Un Homme dos à la mer, Wang Wen-hsing (par Léon-Marc Levy)
Un Homme dos à la mer, Wang Wen-hsing, Editions Vagabonde, mai 2022, trad. chinois (mandarin) de Taïwan, Camille Loivier, 390 pages, 22 €
Note liminaire : le rédacteur de cette critique ne sait pas un mot de mandarin et ne pourrait par conséquent émettre le moindre avis sur la moindre référence à la langue chinoise. Les excellentes éditions Vagabonde proposent, avec ce roman taïwanais, une transposition/traduction du mandarin au français, à la houlette de Camille Loivier. C’est donc bien de cet ouvrage que nous allons parler, de cet objet recomposé en langue française, avec de toute évidence, un grand talent. Ces précautions préalables s’imposent car ce roman, très au-delà de l’histoire qu’il raconte, vaut essentiellement par sa langue saisissante, l’expérimentation énonciative ahurissante qu’il propose.
Ici la langue n’est pas – ou presque plus – le véhicule du sens. Elle l’est encore certes, mais « en passant » comme on dit dans un jeu d’échecs. Elle constitue plutôt un matériau malléable, truffé de formes inventées, de creux, de protubérances, de déformations de mots, de ponctuation hors règles, d’espacements anarchiques. Mais rien, absolument rien n’est gratuit, tout signifie, ce qui a pour effet de doubler, parfois de tripler, le sens d’une page, d’une phrase, d’un mot.
C’est ça, pas mal, eh oui, cette putain de cigarette a bien le réel pouvoir de de griller le Chef pEUH à peu, de de progressivement le carboniser et de le transformer en ce qu’il est aujourd’hui !

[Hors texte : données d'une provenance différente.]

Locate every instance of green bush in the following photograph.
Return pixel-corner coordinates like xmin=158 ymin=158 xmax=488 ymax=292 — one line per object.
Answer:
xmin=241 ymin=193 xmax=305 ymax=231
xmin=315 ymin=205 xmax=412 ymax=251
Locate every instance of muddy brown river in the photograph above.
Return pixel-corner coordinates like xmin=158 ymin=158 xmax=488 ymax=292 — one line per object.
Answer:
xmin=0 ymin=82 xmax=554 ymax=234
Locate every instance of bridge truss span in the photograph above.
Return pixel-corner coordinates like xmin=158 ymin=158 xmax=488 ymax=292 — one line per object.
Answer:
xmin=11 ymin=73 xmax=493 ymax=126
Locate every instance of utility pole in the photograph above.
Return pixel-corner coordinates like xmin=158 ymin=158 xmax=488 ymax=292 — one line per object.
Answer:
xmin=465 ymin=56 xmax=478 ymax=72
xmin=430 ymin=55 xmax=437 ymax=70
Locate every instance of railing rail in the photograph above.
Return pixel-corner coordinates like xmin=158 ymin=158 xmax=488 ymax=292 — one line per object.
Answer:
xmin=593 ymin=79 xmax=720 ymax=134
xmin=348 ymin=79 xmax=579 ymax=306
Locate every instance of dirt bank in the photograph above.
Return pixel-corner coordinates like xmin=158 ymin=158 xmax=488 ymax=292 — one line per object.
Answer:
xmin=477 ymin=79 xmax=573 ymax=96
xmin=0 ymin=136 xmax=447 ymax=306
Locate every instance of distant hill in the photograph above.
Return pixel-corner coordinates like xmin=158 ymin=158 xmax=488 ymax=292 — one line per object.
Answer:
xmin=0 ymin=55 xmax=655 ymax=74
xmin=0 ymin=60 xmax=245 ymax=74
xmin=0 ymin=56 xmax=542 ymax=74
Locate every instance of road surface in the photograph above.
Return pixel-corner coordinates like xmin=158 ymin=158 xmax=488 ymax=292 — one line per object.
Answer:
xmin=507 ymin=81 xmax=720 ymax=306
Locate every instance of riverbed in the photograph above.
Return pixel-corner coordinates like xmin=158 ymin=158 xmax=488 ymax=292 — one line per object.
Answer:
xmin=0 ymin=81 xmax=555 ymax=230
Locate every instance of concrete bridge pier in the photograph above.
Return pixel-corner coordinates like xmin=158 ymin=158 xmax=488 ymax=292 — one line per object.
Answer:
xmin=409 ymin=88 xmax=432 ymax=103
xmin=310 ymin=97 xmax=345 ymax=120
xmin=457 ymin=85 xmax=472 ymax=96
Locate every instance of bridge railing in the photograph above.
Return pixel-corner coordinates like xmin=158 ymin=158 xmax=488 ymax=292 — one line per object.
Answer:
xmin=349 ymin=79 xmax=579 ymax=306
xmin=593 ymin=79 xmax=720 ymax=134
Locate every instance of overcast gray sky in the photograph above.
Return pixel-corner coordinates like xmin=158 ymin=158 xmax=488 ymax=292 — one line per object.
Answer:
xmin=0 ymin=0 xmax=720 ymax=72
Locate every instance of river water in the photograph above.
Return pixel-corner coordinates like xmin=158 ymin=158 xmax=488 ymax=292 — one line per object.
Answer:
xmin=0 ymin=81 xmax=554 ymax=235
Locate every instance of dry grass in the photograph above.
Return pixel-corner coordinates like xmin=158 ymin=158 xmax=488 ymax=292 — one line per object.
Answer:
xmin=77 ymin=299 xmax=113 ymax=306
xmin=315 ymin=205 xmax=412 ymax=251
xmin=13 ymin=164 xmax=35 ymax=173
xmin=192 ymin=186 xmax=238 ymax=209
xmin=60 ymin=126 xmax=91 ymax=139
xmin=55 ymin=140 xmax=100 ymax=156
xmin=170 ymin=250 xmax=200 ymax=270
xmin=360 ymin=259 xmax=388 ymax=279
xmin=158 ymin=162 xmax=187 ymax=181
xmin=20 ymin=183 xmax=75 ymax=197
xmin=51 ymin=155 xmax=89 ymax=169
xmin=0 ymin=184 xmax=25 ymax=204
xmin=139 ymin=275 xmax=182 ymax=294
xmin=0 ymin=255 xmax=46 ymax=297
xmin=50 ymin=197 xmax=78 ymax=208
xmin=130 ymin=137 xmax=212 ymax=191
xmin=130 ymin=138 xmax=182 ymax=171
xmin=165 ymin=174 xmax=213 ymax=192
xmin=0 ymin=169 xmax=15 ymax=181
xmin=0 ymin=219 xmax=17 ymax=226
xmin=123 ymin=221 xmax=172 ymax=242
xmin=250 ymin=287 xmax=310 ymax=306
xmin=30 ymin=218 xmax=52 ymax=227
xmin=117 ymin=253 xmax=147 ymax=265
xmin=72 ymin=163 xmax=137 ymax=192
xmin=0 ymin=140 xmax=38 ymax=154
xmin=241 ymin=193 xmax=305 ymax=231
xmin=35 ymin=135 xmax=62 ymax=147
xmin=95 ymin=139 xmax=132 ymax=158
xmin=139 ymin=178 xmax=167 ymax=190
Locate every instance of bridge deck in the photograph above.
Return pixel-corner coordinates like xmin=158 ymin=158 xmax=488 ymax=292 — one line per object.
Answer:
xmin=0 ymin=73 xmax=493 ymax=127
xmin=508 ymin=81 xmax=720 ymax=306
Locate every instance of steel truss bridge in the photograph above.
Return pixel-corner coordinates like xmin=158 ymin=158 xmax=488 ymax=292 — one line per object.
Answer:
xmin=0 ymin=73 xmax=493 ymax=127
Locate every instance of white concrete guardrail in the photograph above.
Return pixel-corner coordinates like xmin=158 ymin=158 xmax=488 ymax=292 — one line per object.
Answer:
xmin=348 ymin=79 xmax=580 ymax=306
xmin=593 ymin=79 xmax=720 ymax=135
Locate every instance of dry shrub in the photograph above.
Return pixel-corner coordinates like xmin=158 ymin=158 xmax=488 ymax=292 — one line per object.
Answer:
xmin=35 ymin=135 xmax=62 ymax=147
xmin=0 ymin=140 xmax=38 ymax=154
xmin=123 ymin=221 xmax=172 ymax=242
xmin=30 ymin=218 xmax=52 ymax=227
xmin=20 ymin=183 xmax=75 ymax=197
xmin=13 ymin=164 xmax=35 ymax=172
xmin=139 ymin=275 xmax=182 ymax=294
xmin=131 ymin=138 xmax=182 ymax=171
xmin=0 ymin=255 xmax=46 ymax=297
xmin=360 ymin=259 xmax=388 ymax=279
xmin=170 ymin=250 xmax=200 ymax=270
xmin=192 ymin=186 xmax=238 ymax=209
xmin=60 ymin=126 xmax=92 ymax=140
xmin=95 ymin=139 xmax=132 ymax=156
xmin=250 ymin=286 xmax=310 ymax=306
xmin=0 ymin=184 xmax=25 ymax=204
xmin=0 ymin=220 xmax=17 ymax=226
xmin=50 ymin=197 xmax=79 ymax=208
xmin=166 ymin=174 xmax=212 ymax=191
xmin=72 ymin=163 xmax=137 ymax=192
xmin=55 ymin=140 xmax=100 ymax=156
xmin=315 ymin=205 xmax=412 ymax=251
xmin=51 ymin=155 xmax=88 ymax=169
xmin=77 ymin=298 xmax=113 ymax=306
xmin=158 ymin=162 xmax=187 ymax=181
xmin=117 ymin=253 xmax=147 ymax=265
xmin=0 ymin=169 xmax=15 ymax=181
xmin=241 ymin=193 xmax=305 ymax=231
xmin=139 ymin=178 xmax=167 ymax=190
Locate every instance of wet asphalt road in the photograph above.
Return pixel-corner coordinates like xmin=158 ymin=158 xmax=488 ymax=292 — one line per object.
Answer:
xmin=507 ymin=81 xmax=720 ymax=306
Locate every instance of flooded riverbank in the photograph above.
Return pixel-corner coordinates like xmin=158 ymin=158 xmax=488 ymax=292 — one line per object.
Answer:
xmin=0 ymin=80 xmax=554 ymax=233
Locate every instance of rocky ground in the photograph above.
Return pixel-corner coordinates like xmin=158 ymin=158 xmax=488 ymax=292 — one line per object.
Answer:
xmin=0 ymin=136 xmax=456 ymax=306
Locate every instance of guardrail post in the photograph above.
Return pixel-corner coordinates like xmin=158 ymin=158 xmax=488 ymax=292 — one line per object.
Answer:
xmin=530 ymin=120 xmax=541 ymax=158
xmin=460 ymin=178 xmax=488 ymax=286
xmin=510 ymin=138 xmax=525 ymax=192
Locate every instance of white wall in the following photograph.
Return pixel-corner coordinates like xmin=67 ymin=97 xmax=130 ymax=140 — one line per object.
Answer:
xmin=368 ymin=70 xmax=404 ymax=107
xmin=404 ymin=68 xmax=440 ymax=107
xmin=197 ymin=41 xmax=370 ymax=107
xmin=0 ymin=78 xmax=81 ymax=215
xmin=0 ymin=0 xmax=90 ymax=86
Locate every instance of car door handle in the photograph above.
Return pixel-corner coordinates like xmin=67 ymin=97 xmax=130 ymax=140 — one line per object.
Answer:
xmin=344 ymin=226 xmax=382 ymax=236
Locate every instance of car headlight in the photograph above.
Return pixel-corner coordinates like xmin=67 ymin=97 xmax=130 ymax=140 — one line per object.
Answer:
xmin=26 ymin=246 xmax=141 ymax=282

Le doublement de la préposition de ajoute à l’idée de progressivité. Il est aussi, très probablement le bégaiement du Chef, qui le rend encore plus touchant. Le pEUH de peu à peu, note l’apitoiement sur le sort du Chef. C’est une langue qui naît sous nos yeux dont la forme contient, complète ou modifie le sens des mots. Et le miracle est que jamais, sur près de 400 pages, cela n’ennuie ou ne pose problème. On rit beaucoup, on marche dans les pas erratiques du narrateur (qui s’auto-désigne par le nom de Le Chef), on partage ses tribulations, ses envolées injurieuses (il jure comme l’ivrogne qu’il est), ses délires mystiques, ses considérations poétiques sur le monde qui l’entoure – car l’homme est lettré, cultivé, poète, malgré ses ivresses fréquentes, son œil manquant et son allure débraillée.
Il règle ses comptes avec la littérature de son pays, étripe les poètes de son temps qu’il jette allègrement dans un sac poubelle (sauf lui bien sûr).
Le Chef n'écrit plus de poésie _____ il considère donc que les poètes taïwanais devraient en faire autant, qu'ils devraient tous cesser d'écrire : de toute façon il n'y en a pas un seul qui soit capable de de d'écrire un bon poème ______ aucun ne vaut _____ les poèmes de de du Chef que c'est ____il vaudrait donc mieux pour tous que que que qu'ils cessent de de de de de faire des vers.
Le ton du Chef est agressif, sa logorrhée grossière et colorée, mais peu à peu (pEUH à pEUH ?) le personnage se dessine dans une humanité touchante à force de se confronter à l’absurdité de la société des hommes en trimbalant ses casseroles et ses maux. Il est cabossé par la vie, la pauvreté, les rixes, les affections physiques mais il lui reste, mordicus, un cœur et une âme qui lui permettent de survivre et de rester debout, face à l’ordre kafkaïen du monde.
Kafka bien sûr, dans le dérèglement absurde de l’organisation sociale, de ses méandres administratifs, de ses injonctions incompréhensibles. Mais aussi – et surtout – James Joyce dans le combat au corps-à-corps que livre Wang Wen-hsing contre la langue, contre sa langue. Car, comme chez Joyce, on a le sentiment prégnant que la langue ne suffit pas à dire, qu’il faut la marteler, la modeler, lui donner les formes les plus inattendues pour l’adapter aux besoins d’écrire, aux élans de l’âme. L’auteur, comme Joyce, tord le cou à la langue chinoise (française pour nous lecteurs de ce livre). Qu’on en juge par cet extrait qui ne manque pas d’évoquer Finnegans Wake.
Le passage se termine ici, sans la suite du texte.